I wrote a post about a machine learning classification problem I’ve been working on last week and how I’m using a visual method, tSNE projection, to help improve the classifier’s accuracy.
The classification problem, in general terms, runs along these lines. It is normally useful, when working with large bodies of text, to be able to assign a topic to each document in the corpus. Large bodies of judgments are no exception — we want to be able to say, “this case is about negligence” or “this case is about contract” or “this is a defamation case” and so on.
Traditionally, this classification problem has been performed by people who are well trained in the legal domain. A new judgment comes in, someone reads it and then assigns it to some branch in an established taxonomy.
One of the problems we encounter today is the sheer volume of material coming through. To perform the classification job manually would require a fair bit of skilled human resource. And, in many cases, the effort of classifying any given judgment in this way is potentially a waste of that resource, because most judgments don’t disclose much of major interest to the development of the law (that isn’t to say they shouldn't be made available, though).
So, against that background, we may decide that we want to devise an automated process of assigning new judgments to a branch of the taxonomy. We’ll build a model trained on the existing taxonomy and the judgments indexed in that taxonomy and new judgments can be analysed against that model to determine the branch it belongs to.
Some classification models do binary classification: is this thing “this” or "that”? The classic example of a binary classification model is the model in an email client that marks incoming emails as “Spam” or “Ham” (ham being a genuine email). In contrast, the classification model we’d need to train to assign a legal topic to a judgment is a multi-class classification model — we have multiple topics (the classes) to deal with.
The classifier I’m working on uses a proprietary dataset derived from cases reported by the ICLR. The initial training set was built by:
Amassing lots and lots of case reports in XML format
Extracting the text of the judgment (bits like the headnote were deliberately excluded because the wouldn’t be present in the the judgments to be classified)
Moving each extracted judgment to a folder named according to the highest taxonomy term in the catchwords of the original report (so, a case with catchwords like “CRIME — Evidence — Hearsay” would live in a folder called “Crime”).
All in all, I ended up with approximately 240 classes.

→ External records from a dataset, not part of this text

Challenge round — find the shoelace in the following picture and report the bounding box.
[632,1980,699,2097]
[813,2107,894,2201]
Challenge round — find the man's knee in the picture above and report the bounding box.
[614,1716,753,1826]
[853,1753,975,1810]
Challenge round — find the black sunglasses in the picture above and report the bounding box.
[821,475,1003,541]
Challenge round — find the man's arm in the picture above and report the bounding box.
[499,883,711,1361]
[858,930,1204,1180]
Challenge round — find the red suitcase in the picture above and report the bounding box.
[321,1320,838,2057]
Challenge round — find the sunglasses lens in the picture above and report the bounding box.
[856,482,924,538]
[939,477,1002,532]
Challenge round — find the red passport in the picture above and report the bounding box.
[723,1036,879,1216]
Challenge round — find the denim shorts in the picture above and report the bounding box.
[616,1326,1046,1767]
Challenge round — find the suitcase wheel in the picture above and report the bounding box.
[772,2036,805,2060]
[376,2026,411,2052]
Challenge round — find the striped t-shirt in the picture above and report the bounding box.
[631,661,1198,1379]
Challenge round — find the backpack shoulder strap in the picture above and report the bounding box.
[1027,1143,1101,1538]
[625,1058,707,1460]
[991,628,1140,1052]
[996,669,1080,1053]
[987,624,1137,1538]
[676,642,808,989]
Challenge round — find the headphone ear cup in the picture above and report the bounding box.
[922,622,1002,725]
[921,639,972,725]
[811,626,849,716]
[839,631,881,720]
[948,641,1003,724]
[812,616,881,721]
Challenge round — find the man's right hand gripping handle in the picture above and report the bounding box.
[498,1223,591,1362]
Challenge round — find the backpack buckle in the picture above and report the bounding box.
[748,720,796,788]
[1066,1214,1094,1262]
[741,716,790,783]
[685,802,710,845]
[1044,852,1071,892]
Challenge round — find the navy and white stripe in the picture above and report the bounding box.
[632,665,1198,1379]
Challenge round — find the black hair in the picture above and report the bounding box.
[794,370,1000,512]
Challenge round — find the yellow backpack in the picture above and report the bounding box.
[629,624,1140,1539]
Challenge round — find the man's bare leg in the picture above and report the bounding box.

The problem is that the taxonomy from which these classes were derived wasn’t designed for use in an MCC. It works great in the setting it was designed for, where a human is interpreting and applying the taxonomy, but for a machine learning problem, it presents a number of challenges that need to be tackled before it’s used for training the classifier.
For an MCC to be effective at making accurate predictions, the target classes need to be mutually exclusive. In other words, the instances in which one class overlaps with another need to be as close to zero as possible.
There is a lot of overlap in the training set I’m working with. Some of it is easy to deal with at a glance: the class “European Union” can be merged with “European Community”, “Ecclesiastical” can be merged with “Ecclesiastical Law”. That stuff is pretty painless.
Things get tricky when even after we’ve merged and pruned the classes, large areas of overlap remain. What we really need is a way to get sight of how the documents in the training set, rather than the classes, overlap.
We load our corpus of text data (in my case, the judgments)
We convert the text in the corpus into numerical form (machine learning is basically about maths, we need numbers to do that maths, not text). This process is called vectorisation.
The vectorisation process produces a matrix where there is a column for each unique word in the corpus (in machine learning lingo, this is called a “feature”) and each row represents a document.
This resulting matrix is highly dimensional, which means it needs to be decomposed into a two or three dimensional space making it suitable for plotting on a chart whilst preserving as much of the dimensionality in the data as possible.
This is really handy for a quick look at the data, but the lack of interactivity makes it hard to extract much more than a high-level view of how the documents are clustering.
So, I decided to get my hands dirty and build the same projection into a more interactive plot using Altair. Here it is (hover, pan and zoom).
The projections in this blog post are based on a fragment of the overall training set. But they help demonstrate why tSNE is useful. The goal is to identify areas where different classes occupy similar vector spaces and cluster together; to get to a point where each class forms a discrete cluster.
If you hover around the chart, you’ll see that “Sale of Goods” has formed a tight cluster within the larger “Contract” cluster. This makes sense, because cases involving sale of goods issues tend to involve concepts that arise in contract law. Similarly, “Occupiers’ Liability” has formed a cluster just outside the much larger “Negligence” cluster, which again makes sense.
The projection also makes clear that the classes aren’t well balanced, the “Crime” class contains many more samples (documents) than the other classes. That needs to be fixed before training.
Sometimes, we just need to get a good look at the data.